+++ to secure your transactions use the Bitcoin Mixer Service +++

 

The Silicon Valley Cultures Project Website
Click here to go to the S.V.C.P. Index on This Page
Click Here to join the Update Notice mailing list.
.

Click here to go to the S.V.C.P. Index on This Page
The Silicon Valley
Cultures Project

is a long-term ethnographic study of the cultures living and working in the hi-tech communities of Silicon Valley, now entering its fourteenth year. Beginning in 1991, Drs. Charles Darrah and J. A. English-Lueck, professors at San José State University, California, developed a collaborative research project that is investigating the Silicon Valley culture area. This region is a laboratory for research into high technology communities due to its robust and varied industrial base, the use of information technologies, organizational innovations, and its broad cultural diversity.

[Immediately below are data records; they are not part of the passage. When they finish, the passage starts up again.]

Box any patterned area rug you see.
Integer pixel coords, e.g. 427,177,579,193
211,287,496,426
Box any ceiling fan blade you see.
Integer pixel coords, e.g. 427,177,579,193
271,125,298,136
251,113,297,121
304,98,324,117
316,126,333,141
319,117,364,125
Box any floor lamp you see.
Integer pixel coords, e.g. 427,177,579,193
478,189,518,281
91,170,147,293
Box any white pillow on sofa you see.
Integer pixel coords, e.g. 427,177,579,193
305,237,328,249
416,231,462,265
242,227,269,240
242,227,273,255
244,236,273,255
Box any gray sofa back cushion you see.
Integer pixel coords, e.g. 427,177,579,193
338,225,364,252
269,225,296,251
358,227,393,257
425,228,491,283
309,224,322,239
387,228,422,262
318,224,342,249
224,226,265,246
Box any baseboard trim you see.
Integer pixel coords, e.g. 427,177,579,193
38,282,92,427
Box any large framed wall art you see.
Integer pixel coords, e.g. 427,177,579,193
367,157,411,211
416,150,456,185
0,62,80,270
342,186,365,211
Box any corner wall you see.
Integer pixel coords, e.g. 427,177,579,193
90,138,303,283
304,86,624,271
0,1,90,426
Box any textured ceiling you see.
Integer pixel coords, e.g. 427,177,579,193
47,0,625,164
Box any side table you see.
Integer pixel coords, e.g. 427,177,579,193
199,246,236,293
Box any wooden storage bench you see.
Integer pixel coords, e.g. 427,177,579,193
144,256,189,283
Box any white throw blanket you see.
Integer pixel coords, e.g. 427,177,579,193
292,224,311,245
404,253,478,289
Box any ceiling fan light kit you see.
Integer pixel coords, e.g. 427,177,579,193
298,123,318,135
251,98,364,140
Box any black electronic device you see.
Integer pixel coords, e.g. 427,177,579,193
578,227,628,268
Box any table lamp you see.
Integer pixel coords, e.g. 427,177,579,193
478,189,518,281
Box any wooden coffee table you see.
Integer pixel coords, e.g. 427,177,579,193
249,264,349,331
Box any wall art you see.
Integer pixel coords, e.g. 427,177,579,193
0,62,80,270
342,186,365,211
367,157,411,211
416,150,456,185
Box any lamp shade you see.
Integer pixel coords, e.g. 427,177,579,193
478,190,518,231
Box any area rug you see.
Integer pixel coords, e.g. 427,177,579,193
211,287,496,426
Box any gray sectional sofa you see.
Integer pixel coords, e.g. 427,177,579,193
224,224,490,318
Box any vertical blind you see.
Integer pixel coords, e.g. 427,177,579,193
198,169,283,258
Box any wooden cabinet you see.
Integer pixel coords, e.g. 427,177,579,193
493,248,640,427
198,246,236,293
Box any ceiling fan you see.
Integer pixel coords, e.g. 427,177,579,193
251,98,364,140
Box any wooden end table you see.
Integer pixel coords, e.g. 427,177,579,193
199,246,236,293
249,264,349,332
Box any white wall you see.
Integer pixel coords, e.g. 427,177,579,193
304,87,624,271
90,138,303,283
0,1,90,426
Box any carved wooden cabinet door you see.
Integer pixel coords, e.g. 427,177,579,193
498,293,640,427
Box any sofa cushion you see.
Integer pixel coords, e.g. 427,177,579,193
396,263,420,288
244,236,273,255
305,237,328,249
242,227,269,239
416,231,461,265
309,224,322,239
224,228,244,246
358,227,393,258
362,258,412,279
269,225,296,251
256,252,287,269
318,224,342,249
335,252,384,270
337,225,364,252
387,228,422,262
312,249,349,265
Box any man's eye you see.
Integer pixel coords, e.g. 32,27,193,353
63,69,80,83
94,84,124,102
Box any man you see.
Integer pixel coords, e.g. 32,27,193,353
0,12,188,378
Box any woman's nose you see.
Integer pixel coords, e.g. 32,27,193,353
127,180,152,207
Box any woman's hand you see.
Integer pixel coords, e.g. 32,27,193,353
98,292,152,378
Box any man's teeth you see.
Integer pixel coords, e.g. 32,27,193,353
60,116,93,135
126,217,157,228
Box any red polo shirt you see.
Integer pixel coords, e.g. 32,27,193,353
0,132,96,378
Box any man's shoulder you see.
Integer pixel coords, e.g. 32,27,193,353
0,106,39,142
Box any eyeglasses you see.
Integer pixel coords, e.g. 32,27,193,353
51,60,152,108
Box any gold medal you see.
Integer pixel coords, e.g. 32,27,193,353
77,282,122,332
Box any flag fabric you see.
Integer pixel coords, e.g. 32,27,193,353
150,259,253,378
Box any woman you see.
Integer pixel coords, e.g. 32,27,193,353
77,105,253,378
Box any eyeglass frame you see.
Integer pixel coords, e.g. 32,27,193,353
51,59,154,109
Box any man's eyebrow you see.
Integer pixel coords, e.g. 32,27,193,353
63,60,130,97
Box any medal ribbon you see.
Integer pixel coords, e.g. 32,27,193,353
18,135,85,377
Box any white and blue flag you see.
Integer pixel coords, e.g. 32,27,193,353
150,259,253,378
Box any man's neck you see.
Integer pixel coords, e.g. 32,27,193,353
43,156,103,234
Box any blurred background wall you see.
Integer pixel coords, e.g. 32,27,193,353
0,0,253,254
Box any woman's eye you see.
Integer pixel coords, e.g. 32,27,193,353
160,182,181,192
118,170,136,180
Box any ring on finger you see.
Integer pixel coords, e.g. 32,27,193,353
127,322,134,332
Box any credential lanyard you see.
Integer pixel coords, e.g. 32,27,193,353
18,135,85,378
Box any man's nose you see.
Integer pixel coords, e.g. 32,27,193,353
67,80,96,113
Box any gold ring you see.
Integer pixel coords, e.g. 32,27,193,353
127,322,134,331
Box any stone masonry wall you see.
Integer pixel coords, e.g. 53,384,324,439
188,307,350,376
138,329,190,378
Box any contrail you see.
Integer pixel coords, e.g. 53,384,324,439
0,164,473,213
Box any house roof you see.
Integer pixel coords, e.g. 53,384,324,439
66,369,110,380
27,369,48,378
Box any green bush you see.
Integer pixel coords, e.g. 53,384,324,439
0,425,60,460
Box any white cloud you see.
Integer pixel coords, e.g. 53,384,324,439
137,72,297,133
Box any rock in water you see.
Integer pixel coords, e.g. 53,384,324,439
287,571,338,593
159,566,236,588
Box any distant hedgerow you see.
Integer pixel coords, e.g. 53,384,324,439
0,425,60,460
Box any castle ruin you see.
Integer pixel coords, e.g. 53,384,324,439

In 1992, Dr. James Freeman joined the SVCP research team. The fostering of research partnerships within the community has also played an important part in the development of this research. Many Silicon Valley corporations and institutions (such as Adobe, Apple, Cisco Systems, Hewlett Packard, the San Jose Mercury News, and SLAC) have allowed access to their workers and assisted with the research in allowing their people to be interviewed on company time.  We also acknowledge the creative intellectual partnerships we have found in The Institute for the Future, The American Anthropology Association, National Science Foundation, and Sloan Foundation. Those colloborations, and others, have made possible the globalization of the project as the ethnographers have extended their investigations to India, Taiwan, Vietnam, Ireland, New Zealand and other silicon places.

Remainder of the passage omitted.